她自认为比谁都了解楚婉,那个从前胆小、怯懦,甚至有些自卑的楚婉。

    然而现在,才过了几年而已,楚婉就像是变了个人,几乎让她认不出来。

    “很难想象,你是以前那个跟在我屁股后面转的妹妹。”楚月冷笑道。

    “你忘了,我是姐姐。”楚婉说。

    楚月愣了一下。

    楚婉没有再和楚月多说什么,姐妹情分早就已经散尽,到要分别时,她们都不会凭空生出什么不舍的情绪。

    望着楚婉转身离开的背影,楚月的眸光黯淡下来。

    二十多年前,楚婉就是姐姐,是郑松萍想要在姐妹称呼上都让她压楚婉一头,才让楚婉变成妹妹。

    从一开始就是错的。

    这些年,楚月一直在后悔,她后悔自己做错了太多愚蠢错误的决定。

    可最让她不平的,是那天脑海中回荡的原剧情画面。

    都怪原剧情,如果对那些剧情一无所知,她就不会生出不必要的奢望,兴许日子还能过下去。

    原剧情都是假的,都是骗人的。

    可她从未害过人,为什么会是这样的下场?

    楚月走出家属院,就不会再回来了。
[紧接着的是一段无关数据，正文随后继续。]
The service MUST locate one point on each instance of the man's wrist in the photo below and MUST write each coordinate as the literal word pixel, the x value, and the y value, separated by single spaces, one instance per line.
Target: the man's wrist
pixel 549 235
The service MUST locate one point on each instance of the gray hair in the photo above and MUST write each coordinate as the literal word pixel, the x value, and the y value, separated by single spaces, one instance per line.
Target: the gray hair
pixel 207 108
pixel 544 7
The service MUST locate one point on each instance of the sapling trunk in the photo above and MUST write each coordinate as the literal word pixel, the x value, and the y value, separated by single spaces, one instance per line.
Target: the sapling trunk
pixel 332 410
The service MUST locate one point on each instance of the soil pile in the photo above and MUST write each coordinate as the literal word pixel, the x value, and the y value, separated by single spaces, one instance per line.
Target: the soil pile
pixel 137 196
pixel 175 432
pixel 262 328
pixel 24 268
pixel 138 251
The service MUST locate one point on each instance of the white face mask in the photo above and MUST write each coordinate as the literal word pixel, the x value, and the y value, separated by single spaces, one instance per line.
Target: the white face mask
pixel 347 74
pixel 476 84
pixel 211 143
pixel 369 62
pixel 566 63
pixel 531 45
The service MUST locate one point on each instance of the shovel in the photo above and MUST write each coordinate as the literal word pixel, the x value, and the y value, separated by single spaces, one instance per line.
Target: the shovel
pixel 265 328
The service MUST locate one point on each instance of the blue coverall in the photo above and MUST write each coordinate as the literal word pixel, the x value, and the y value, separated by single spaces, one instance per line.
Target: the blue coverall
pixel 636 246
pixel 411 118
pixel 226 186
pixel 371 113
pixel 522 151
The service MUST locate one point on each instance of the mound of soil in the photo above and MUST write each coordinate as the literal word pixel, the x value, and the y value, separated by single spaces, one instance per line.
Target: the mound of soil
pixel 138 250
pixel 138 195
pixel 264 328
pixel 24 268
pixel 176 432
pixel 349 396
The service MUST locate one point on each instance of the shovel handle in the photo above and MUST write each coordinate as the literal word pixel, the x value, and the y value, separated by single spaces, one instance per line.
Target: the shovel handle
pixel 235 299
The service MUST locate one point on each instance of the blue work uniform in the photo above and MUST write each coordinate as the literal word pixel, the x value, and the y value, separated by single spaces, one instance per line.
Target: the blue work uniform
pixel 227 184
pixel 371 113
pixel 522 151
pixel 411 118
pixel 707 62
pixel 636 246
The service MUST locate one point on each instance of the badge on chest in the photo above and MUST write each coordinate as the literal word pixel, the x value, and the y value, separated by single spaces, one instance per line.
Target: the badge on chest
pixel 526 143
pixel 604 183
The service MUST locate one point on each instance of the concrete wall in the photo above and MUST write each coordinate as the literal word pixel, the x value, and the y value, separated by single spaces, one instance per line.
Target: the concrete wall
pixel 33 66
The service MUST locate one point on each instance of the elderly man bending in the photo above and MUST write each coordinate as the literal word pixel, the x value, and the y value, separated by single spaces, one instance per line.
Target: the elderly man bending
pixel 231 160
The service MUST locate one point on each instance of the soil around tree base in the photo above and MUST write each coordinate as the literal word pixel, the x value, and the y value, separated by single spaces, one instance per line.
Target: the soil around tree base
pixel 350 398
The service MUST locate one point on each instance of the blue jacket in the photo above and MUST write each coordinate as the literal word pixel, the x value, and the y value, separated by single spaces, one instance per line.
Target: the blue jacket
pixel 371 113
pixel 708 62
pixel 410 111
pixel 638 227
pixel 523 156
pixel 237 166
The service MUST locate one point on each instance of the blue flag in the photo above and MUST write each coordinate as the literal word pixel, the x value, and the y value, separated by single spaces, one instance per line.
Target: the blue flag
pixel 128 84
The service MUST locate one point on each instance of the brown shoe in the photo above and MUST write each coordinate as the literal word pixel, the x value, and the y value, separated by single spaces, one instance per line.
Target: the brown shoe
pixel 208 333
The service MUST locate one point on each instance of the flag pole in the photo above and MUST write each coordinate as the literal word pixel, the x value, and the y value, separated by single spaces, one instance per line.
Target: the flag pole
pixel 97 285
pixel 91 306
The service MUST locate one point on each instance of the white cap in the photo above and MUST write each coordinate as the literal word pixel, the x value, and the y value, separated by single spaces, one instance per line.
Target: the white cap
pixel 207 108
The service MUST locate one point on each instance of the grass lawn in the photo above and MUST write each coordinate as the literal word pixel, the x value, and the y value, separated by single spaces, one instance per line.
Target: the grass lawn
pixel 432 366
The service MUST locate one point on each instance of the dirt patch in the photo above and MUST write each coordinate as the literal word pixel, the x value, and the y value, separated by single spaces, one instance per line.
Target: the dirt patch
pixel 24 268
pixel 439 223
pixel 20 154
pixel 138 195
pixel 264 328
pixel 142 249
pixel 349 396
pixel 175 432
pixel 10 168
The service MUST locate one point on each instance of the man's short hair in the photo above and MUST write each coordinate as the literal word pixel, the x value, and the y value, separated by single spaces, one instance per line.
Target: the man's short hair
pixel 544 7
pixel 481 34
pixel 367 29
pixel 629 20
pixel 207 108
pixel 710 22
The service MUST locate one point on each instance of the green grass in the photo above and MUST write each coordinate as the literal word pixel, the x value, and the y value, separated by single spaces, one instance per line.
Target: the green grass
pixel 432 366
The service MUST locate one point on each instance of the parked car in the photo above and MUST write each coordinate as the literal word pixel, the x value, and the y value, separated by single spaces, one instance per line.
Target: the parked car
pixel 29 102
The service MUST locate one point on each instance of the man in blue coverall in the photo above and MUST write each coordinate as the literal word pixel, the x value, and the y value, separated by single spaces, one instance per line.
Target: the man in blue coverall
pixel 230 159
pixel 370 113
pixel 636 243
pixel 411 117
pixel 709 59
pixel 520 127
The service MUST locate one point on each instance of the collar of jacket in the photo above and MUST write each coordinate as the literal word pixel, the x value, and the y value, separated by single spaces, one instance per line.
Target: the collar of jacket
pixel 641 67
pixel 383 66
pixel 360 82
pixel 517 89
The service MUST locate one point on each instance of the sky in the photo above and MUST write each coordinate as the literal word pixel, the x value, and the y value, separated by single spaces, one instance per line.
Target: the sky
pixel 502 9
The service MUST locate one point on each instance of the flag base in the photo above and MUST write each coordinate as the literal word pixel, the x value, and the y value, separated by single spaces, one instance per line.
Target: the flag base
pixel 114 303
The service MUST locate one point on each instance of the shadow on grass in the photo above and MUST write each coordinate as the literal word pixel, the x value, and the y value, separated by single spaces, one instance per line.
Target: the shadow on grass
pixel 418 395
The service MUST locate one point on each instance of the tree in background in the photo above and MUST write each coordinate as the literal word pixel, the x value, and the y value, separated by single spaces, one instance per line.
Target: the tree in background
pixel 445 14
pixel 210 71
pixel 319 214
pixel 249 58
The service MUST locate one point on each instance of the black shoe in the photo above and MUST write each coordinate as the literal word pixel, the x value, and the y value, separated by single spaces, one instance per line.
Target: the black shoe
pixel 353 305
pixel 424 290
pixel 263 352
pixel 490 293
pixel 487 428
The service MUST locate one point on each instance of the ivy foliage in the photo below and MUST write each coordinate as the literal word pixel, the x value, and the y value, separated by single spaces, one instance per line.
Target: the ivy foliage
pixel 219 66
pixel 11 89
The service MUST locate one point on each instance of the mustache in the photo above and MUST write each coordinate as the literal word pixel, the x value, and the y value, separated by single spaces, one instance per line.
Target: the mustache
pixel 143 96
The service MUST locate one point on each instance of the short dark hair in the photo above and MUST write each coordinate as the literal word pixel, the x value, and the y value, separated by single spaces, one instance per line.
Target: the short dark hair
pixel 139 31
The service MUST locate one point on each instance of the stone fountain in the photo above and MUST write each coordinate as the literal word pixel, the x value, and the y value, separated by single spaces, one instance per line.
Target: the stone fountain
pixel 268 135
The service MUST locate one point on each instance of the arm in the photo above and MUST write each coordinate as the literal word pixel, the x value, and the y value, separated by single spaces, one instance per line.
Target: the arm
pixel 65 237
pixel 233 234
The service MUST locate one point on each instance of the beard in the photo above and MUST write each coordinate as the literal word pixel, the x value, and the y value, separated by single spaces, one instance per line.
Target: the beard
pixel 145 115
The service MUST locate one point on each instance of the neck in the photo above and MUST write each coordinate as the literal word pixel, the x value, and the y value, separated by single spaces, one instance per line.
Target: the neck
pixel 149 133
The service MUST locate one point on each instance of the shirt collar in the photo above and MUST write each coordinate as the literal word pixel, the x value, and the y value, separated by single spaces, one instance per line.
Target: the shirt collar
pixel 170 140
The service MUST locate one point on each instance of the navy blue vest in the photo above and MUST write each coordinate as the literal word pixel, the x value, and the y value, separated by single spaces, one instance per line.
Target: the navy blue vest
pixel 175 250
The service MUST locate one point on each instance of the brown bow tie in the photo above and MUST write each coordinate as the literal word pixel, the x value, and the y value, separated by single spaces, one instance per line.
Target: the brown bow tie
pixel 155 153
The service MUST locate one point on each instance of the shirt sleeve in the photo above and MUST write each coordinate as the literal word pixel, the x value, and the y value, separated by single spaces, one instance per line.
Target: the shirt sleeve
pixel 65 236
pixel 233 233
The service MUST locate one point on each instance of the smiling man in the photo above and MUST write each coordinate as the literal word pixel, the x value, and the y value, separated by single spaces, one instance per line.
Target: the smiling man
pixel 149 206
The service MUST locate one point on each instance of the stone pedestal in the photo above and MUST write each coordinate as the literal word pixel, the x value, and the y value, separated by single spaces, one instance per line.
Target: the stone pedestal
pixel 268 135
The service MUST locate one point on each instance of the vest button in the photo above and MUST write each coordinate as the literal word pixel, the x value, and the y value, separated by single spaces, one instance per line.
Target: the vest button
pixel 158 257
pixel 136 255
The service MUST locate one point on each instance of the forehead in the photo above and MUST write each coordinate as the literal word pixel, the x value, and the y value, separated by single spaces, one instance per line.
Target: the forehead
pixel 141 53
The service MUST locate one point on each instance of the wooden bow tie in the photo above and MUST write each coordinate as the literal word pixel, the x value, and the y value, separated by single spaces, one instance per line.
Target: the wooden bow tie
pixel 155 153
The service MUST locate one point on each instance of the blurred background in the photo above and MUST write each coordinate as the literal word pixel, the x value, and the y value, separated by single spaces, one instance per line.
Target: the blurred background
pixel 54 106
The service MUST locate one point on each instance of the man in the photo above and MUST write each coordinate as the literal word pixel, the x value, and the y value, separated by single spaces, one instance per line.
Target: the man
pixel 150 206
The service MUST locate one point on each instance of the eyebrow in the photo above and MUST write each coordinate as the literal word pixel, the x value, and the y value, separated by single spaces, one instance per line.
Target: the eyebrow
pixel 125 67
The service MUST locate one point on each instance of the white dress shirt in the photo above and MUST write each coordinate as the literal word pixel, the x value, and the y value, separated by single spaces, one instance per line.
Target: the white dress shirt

跨出大院的那一刻,她听见奇奇清脆的笑声。

    她回头,意外地发现,她儿子也有活泼可爱的一面。

    “奇奇。”祁俊伟冲着孩子招了招手,“你看那边,是妈妈。”

    奇奇连看都没看她,伸开手,要爸爸抱抱。

    祁俊伟抱起儿子,轻轻拍了拍他的背。

    也许到很多年之后,奇奇才会意识到,这是他最后一次见到妈妈了。

    ……

    转眼到了夏天,顾鼎山和项静云已经在京市住下,搬进的是军队管理的干休所。

    项静云已经退休好几年了,早就已经适应,可顾鼎山大半辈子都没这么闲过,成天双手背在身后,想着找点存在感。

    老俩口仍在紧锣密鼓地进行着催生任务,不过怕说多了让顾莹和齐远航心里难受,就只在顾骁面前提。

    “今年婉婉二十三了,你也已经二十九,差不多是时候了吧?”顾鼎山说。

    “还早。”

    老爷子吹胡子瞪眼:“不早了!再过几年,我们俩都老了,抱不动孙子孙女!”

    “反正我们俩觉得还早。”顾骁说,“团里忙,你们有事去找婉婉说,我先走了。”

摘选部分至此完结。